Snowflake Metadata Management — Discovery, Lineage, and Governance

July 31th, 2022

header image for Snowflake Metadata Management — Discovery, Lineage, and Governance

Activate your Snowflake metadata with Atlan

Identify, discover, search, and access your snowflake data better with Atlan active metadata platform. Metadata helps improve the familiarity, findability, understandability, accuracy, and trustworthiness of Snowflake data assets.


What is metadata management?

Metadata management is the key to adding actionable context to the assets in your Snowflake data warehouse.

Metadata management is a part of the data governance discipline which involves processes, policies, workflows, and technology to identify, organize, and surface metadata to data consumers.

Modern metadata management doesn’t stop with just defining data and making it accessible, it also solves DataOps use cases such as workflow management, automation, observability, tool integration, and change management.


[Download ebook] What is Active Metadata and Why Does it Matter?


What is Snowflake?

Snowflake is a cloud-native data warehouse primarily used for batch data ingestion and data analytics of both structured and unstructured data from diverse sources.

Quoting Snowflake’s website:

Snowflake is a fully managed service that’s simple to use but can power a near-unlimited number of concurrent workloads. Snowflake is your solution for data warehousing, data lakes, data engineering, data science, data application development, and securely sharing and consuming shared data.

The crux of what makes Snowflake different from other warehouses is it decouples both storage and compute. This means you can spin up and down machines on demand based on the analytics workload.

Snowflake uses cloud-based object storage solutions such as AWS S3, Azure, and GCP for data storage.

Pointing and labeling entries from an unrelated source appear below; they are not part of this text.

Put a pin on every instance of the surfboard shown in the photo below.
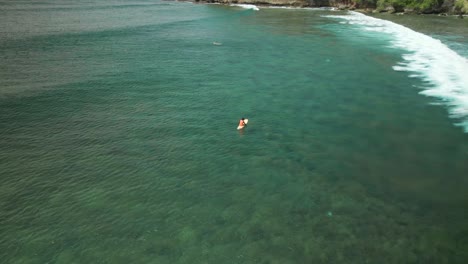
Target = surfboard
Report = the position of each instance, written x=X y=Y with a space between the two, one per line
x=245 y=121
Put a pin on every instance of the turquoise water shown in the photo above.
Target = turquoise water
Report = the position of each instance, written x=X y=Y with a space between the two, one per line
x=119 y=144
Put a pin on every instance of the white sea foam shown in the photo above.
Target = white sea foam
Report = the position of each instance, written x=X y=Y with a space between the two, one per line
x=444 y=70
x=253 y=7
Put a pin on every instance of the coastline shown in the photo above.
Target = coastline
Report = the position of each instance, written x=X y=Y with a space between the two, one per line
x=447 y=10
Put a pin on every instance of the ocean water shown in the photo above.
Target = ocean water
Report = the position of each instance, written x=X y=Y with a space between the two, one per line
x=118 y=140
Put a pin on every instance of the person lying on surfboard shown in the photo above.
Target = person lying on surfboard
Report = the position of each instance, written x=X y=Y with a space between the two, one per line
x=242 y=123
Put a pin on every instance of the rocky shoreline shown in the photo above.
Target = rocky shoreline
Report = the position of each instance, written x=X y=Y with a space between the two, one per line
x=448 y=7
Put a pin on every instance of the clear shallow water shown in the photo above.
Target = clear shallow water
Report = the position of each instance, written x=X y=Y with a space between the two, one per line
x=118 y=140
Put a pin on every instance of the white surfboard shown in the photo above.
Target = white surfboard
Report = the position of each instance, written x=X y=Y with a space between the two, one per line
x=245 y=121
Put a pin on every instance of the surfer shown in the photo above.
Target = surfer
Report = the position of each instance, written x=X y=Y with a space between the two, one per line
x=242 y=123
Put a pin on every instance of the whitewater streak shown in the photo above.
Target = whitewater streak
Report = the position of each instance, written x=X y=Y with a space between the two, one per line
x=445 y=71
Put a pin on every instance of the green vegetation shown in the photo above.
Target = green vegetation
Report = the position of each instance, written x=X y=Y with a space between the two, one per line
x=416 y=6
x=462 y=5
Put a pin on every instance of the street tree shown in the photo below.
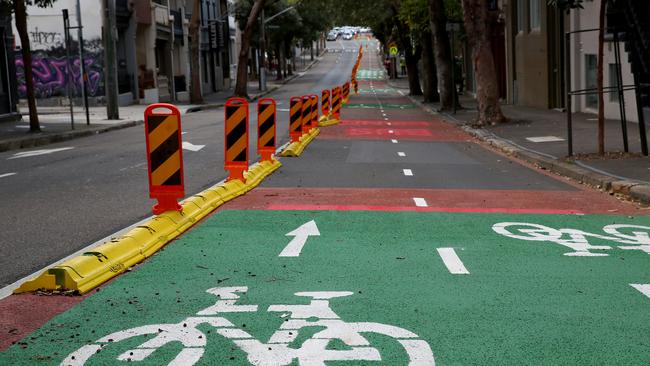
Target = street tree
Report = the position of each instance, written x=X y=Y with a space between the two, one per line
x=241 y=86
x=478 y=37
x=416 y=16
x=19 y=7
x=194 y=34
x=438 y=15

Some of the customers of Snowflake include: Dropbox, Doordash, Hubspot, Adobe, and fitbit.

Learn more - Best cloud data warehouse solutions: A comparison and evaluation guide

Snowflake Architecture diagram

Snowflake Architecture diagram. Source: Snowflake


Importance of Snowflake metadata management

Faster access to insights: Metadata management makes it easy to search, filter, and find data assets by various criteria.

End-to-end visibility: Metadata gives you complete visibility into the lifecycle of a data asset — its source, where it is used, who uses it, the transformations on the data, etc.

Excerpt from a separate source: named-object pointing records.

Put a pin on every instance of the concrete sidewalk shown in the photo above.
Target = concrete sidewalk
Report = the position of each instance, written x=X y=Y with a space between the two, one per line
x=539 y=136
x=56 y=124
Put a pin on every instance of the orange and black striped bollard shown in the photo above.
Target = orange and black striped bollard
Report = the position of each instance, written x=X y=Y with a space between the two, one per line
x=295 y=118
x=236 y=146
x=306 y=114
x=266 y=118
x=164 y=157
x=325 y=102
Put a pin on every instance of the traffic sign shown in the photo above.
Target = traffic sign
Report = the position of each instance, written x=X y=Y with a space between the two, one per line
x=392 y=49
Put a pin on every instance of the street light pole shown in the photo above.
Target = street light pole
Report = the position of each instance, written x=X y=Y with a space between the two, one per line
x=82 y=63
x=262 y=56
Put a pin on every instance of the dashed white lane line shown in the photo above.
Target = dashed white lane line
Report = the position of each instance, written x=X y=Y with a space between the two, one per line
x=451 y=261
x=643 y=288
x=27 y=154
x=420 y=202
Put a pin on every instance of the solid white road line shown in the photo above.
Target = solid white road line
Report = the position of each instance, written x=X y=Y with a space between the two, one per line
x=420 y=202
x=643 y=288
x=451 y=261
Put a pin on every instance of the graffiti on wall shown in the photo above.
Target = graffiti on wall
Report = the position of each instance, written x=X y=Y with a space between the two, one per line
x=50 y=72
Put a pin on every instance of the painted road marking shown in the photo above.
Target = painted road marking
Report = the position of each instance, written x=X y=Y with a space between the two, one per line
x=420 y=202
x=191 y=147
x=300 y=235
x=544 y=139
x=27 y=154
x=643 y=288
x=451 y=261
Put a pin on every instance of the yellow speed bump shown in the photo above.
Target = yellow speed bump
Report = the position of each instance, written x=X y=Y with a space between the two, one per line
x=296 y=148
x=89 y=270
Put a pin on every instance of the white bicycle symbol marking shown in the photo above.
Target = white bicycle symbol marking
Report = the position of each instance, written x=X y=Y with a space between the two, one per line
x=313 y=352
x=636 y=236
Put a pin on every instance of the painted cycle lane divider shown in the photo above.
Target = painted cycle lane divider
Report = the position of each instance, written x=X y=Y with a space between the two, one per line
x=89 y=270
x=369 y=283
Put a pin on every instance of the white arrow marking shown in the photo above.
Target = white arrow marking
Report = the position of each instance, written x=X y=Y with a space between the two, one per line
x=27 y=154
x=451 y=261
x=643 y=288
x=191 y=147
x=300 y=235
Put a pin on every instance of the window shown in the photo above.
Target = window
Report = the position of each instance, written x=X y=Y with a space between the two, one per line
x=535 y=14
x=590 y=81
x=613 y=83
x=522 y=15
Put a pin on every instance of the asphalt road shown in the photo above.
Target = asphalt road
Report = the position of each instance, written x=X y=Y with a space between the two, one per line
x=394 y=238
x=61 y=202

Improved data quality and trust: Metadata helps evaluate, understand and trust the data for its relevancy and fit for use.

Improved operational efficiency: Metadata enables engineers to better design workflow automation — crawling, ingestion, and ETL. Metadata not only helps surface data issues but also helps resolve them by enabling root cause analysis.

Compliance and regulations: Metadata management helps audit the implementation of regulatory policies to meet compliance standards (GDPR, HIPPA)

Improves ROI on data: Improved productivity and operational efficiency help create more ROI from data management. The self-serve nature of modern metadata management increases the opportunities to extract more value from the data assets.

Snowflake metadata management: Storage and access

Snowflake stores all the metadata in a centralized component called Cloud Services.

Snowflake automatically creates metadata for data residing both externally (S3, Azure, GCP) and internally (within Snowflake), stores it as a key-value pair (dictionary), and makes it available via the Information Schema.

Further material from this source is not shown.